I'm full something............I'm not sure it's information. :p

One thing I just remembered! When I first decided to acidify my sparge water a bit, I didn't have a good pH meter. AJ deLange suggested doing a poor man's test to see how much lactic acid to use.

I put 5 gallons of water in a bucket and added 1 ml at a time to it. I tasted it. I got up to 5 ml before I tasted any twang at all. That meant that 5 ml was under the flavor threshold so that's what I used and calculated it using spreadsheets (I knew my water profile) to be "ok".

I would suggest something similar to the OP. Consider the amount of mash water you are adding 10ml of lactic acid to. And divide in half (or thirds or whatever), divide the lactic acid by the same amount, and taste that. If it tastes sour, like your beer, and it's the same type of sour, then you've nailed the issue. The fix then is simply to stop doing that.
 
Im starting to believe that its my water issue here.

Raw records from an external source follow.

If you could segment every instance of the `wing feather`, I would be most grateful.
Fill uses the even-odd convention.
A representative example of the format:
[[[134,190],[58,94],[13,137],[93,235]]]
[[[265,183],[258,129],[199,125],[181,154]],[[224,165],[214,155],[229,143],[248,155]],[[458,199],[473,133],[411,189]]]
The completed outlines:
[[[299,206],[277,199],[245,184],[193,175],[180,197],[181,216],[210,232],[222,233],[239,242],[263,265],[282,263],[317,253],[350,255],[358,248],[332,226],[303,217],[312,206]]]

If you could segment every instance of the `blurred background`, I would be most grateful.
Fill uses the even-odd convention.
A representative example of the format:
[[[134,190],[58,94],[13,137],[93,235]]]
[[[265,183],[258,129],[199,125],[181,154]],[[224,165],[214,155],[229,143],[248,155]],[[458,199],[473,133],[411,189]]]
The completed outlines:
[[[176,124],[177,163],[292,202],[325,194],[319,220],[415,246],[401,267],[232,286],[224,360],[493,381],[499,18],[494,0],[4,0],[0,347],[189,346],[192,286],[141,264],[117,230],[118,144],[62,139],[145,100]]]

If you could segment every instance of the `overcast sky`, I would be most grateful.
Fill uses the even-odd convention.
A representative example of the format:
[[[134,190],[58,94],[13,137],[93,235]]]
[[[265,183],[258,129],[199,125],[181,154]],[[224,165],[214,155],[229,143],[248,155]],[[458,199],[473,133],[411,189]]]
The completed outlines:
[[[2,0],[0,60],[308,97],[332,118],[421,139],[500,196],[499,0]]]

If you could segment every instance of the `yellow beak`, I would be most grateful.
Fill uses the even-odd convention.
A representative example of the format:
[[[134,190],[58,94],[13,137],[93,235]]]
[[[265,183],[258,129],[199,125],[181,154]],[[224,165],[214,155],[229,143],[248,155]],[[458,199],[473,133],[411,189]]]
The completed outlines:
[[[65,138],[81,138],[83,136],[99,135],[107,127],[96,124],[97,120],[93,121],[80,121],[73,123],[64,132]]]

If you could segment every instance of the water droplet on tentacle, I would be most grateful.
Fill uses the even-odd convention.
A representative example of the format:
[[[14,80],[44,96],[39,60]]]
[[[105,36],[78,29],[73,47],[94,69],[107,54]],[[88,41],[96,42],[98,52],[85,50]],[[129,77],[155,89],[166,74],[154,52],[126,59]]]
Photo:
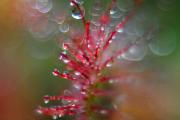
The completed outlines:
[[[112,67],[112,63],[110,62],[110,63],[106,64],[106,67]]]
[[[41,106],[39,106],[38,109],[36,109],[36,112],[37,112],[38,114],[43,114],[43,111],[41,110]]]
[[[44,103],[45,104],[49,103],[49,96],[48,95],[44,96]]]
[[[80,10],[76,7],[76,6],[72,6],[72,13],[71,13],[71,16],[74,18],[74,19],[82,19],[85,15],[85,9],[83,6],[80,6],[80,9],[82,12],[80,12]]]
[[[66,64],[70,62],[70,60],[65,56],[64,53],[60,55],[59,60],[62,60]]]
[[[64,96],[72,96],[72,92],[69,90],[64,90]],[[72,99],[62,99],[62,103],[64,105],[73,104],[73,101],[74,100],[72,100]]]
[[[52,0],[37,0],[36,8],[41,13],[49,12],[53,7]]]
[[[106,114],[108,113],[108,111],[107,111],[107,110],[100,110],[100,113],[101,113],[102,115],[106,115]]]
[[[53,120],[56,120],[57,118],[58,118],[57,115],[53,115],[53,116],[52,116],[52,119],[53,119]]]
[[[71,96],[72,95],[72,92],[69,91],[69,90],[64,90],[64,95],[66,96]]]
[[[62,23],[59,25],[59,31],[62,33],[66,33],[69,31],[69,24],[68,23]]]
[[[160,32],[149,43],[149,48],[155,55],[171,54],[176,48],[176,33],[168,26],[162,26]]]
[[[110,15],[116,14],[119,11],[117,6],[114,6],[113,8],[110,9],[109,13]]]
[[[63,116],[64,116],[64,113],[63,113],[63,112],[58,115],[59,118],[61,118],[61,117],[63,117]]]
[[[37,40],[45,41],[44,38],[50,38],[55,31],[57,26],[55,23],[49,21],[45,16],[36,17],[28,24],[29,32]]]
[[[74,74],[77,75],[77,76],[80,76],[80,75],[81,75],[81,73],[78,72],[78,71],[75,71]]]
[[[147,45],[144,43],[137,43],[132,45],[128,51],[122,54],[122,58],[128,61],[140,61],[147,53]]]

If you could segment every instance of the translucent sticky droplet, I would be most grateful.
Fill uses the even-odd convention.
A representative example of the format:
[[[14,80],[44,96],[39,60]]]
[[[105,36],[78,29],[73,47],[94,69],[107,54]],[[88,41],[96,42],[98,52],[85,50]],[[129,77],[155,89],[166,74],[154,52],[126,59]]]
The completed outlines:
[[[80,89],[81,89],[81,85],[78,84],[78,83],[74,83],[74,84],[73,84],[73,87],[74,87],[75,89],[77,89],[77,90],[80,90]]]
[[[52,0],[37,0],[36,4],[37,10],[41,13],[47,13],[53,7]]]
[[[52,116],[52,119],[53,119],[53,120],[56,120],[57,118],[58,118],[57,115],[53,115],[53,116]]]
[[[45,104],[49,103],[49,96],[48,95],[44,96],[44,103]]]
[[[64,90],[64,95],[70,96],[72,95],[72,92],[69,90]]]
[[[64,90],[64,96],[72,96],[72,92],[69,91],[69,90]],[[72,102],[73,102],[72,100],[64,100],[64,99],[62,99],[62,103],[64,105],[70,104]]]
[[[159,31],[160,32],[149,43],[149,48],[155,55],[169,55],[176,48],[176,33],[168,26],[160,27]]]
[[[107,110],[101,110],[100,113],[103,114],[103,115],[105,115],[105,114],[108,113],[108,111],[107,111]]]
[[[54,71],[52,72],[52,74],[54,76],[58,76],[59,75],[58,72],[59,72],[59,70],[55,68]]]
[[[117,104],[112,104],[112,106],[113,106],[113,108],[114,108],[115,110],[118,110],[118,105],[117,105]]]
[[[112,67],[112,63],[110,62],[110,63],[106,64],[106,67]]]
[[[63,62],[67,64],[67,63],[69,63],[70,61],[69,61],[68,59],[63,59]]]
[[[114,7],[114,8],[112,8],[111,10],[110,10],[110,14],[112,15],[112,14],[115,14],[116,12],[117,12],[117,7]]]
[[[59,31],[62,33],[66,33],[69,31],[69,24],[68,23],[62,23],[59,25]]]
[[[118,22],[120,22],[120,18],[123,16],[124,13],[118,7],[114,7],[110,10],[110,17],[118,19]]]
[[[115,81],[114,81],[113,79],[109,80],[108,82],[109,82],[110,84],[115,83]]]
[[[63,24],[63,22],[65,21],[65,17],[64,16],[56,16],[56,18],[54,18],[54,21],[57,24]]]
[[[40,110],[40,109],[37,109],[36,112],[37,112],[38,114],[43,114],[42,110]]]
[[[117,30],[117,32],[119,32],[119,33],[122,33],[123,31],[124,31],[123,28],[120,28],[120,29]]]
[[[78,71],[75,71],[74,74],[77,75],[77,76],[81,75],[81,73],[78,72]]]
[[[82,13],[79,11],[79,9],[76,6],[73,6],[71,16],[74,19],[82,19],[85,15],[85,9],[81,6],[80,7]]]
[[[57,24],[62,24],[66,17],[69,15],[69,2],[65,0],[52,0],[53,8],[48,13],[48,19],[56,22]]]
[[[61,118],[61,117],[63,117],[63,115],[64,115],[64,114],[61,113],[61,114],[58,115],[58,117]]]
[[[50,38],[55,33],[57,26],[45,16],[42,16],[32,20],[28,25],[28,29],[34,38],[45,41],[46,39],[44,38]]]
[[[147,45],[144,43],[137,43],[132,45],[127,52],[123,53],[121,56],[123,59],[128,61],[140,61],[147,53]]]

my actual process is this... I biab. I have a 20 L stock pot. Which gives me about around 13L after boil. I usually have something like 9L of water to mash with and another 8 or so to sparge my bag with.. I get 80% eff this way. I would take my tap water and run it through a britta filter once.... then I would take the filtered tap water and cut it 50/50 with ion'exchanged bottled water from the gas station. (this is where my process has changed the salt 2 bathes).... I would add then lactic acid till my mash water dropped to 5.4. NOW however I have just left the mash water as is letting the grains drop my ph to proper range.... when I tested the mash the mash ph was right at 5.2. I did still add about 2ml of lactic to my 8 liters of sparge water...

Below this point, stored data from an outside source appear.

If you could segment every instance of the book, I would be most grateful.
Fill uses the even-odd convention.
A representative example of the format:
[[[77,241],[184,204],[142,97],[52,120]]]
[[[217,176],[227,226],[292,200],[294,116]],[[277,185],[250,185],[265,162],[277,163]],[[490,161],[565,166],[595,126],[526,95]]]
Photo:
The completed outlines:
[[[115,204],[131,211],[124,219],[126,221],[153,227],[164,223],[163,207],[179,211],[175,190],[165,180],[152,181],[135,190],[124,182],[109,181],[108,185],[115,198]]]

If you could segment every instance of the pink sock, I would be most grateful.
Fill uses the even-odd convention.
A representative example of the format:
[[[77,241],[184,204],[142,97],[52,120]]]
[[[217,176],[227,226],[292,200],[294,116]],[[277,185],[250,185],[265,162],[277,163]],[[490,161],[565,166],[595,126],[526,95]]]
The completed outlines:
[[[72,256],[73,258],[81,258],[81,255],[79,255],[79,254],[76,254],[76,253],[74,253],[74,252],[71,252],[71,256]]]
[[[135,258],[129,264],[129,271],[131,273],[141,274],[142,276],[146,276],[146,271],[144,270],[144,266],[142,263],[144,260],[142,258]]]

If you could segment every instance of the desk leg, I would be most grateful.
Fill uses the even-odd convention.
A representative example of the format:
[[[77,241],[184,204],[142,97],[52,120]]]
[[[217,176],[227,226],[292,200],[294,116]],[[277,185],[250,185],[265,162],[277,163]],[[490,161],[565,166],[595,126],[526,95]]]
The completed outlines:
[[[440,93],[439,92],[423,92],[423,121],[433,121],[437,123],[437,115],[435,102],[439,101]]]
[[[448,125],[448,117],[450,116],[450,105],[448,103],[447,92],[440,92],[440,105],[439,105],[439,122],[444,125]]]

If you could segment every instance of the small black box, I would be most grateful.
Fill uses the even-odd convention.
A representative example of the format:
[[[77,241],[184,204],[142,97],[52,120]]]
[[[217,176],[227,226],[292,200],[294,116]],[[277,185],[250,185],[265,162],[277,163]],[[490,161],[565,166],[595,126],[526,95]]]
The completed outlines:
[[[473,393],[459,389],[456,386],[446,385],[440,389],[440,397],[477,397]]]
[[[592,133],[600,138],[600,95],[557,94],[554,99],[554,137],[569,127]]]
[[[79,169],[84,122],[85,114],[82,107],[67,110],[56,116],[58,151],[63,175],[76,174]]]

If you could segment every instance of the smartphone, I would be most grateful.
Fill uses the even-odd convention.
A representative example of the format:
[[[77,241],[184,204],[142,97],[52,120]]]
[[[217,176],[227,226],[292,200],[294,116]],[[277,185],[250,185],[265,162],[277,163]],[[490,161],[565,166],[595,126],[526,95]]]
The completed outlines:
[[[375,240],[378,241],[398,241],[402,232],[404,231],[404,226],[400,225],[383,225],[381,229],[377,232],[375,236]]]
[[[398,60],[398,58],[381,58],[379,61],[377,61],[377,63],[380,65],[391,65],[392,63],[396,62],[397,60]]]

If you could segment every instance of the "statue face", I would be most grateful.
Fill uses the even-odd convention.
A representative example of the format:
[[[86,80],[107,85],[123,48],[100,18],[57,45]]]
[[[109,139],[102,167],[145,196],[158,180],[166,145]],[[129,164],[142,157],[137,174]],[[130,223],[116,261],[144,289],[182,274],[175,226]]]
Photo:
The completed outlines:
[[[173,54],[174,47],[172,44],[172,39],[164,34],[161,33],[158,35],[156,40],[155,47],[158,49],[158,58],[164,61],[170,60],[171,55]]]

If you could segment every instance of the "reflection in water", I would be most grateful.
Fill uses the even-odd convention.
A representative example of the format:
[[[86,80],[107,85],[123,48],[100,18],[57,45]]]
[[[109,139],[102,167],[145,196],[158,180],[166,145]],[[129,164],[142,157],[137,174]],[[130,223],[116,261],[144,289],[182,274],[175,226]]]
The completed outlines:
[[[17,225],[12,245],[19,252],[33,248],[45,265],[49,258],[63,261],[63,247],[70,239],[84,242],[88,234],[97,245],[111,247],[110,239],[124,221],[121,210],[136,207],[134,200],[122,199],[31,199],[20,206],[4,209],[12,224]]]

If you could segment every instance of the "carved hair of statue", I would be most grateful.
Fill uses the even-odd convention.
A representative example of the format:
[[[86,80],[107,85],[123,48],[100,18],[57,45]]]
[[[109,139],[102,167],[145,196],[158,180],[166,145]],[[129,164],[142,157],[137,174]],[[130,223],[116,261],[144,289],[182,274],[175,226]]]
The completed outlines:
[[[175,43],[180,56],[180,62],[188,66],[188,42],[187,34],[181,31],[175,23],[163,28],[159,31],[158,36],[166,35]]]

I didnt use to use ion exchanged water to cut my tap water i just filtered more times with the britta, and I do remmember that thats when I used more lactic acid.... and to tell you the trouth I just couldnt wait any longer and from my last to batches with ion water, I tried a cream alre 2.5 weeks into priming, and an english pale that is one week into priming. and they are both grea. heck the english tastes better than the cream. So i think it was my lactic acid adition.

what do you guys suggest for water that looks like this....

arsenic .002-.003
calcium 70
K .5
magnesium 18
Na 14
sulfate 50
HCO3 310
 
That's really high Hco3, so I'd use more RO water (maybe all RO water since you have some arsenic in there as well). Instead of 50/50, maybe try one batch of all RO water.

I think having your mash water at 5.4 meant that your mash pH would have been very low and that 10 ml of lactic acid in 9l water is where a sour flavor came from.

How are you testing pH? With a meter at room temperature?
 
yes. I have a digital ph meter, and i usually test with strips as well. I am going to use i think 50/50 ro with bottled water from the store to see how that works out. I just thought that i could just use a filter and get away with using my tap water...... but you dont even need tests to know that the tap water here in Budapest is pretty bad.... iv had a water heater internal heating element get eaten away inside in a year.....:(...
 
hunmojo,

I'm down in Tukwila and looked at your recent water report, located at http://www.edmondswa.gov/images/COE.../Water_Utility/pdf/Water_Quality_Bro_2012.pdf

Its pretty identical to me down here. In the few batches i've done, i've used half tap and half spring from the bottled water company and have had good results.

I'm still pretty new and not all grain yet, but we could compare notes and you can try one of my last batch which has been conditioning now for 3 weeks.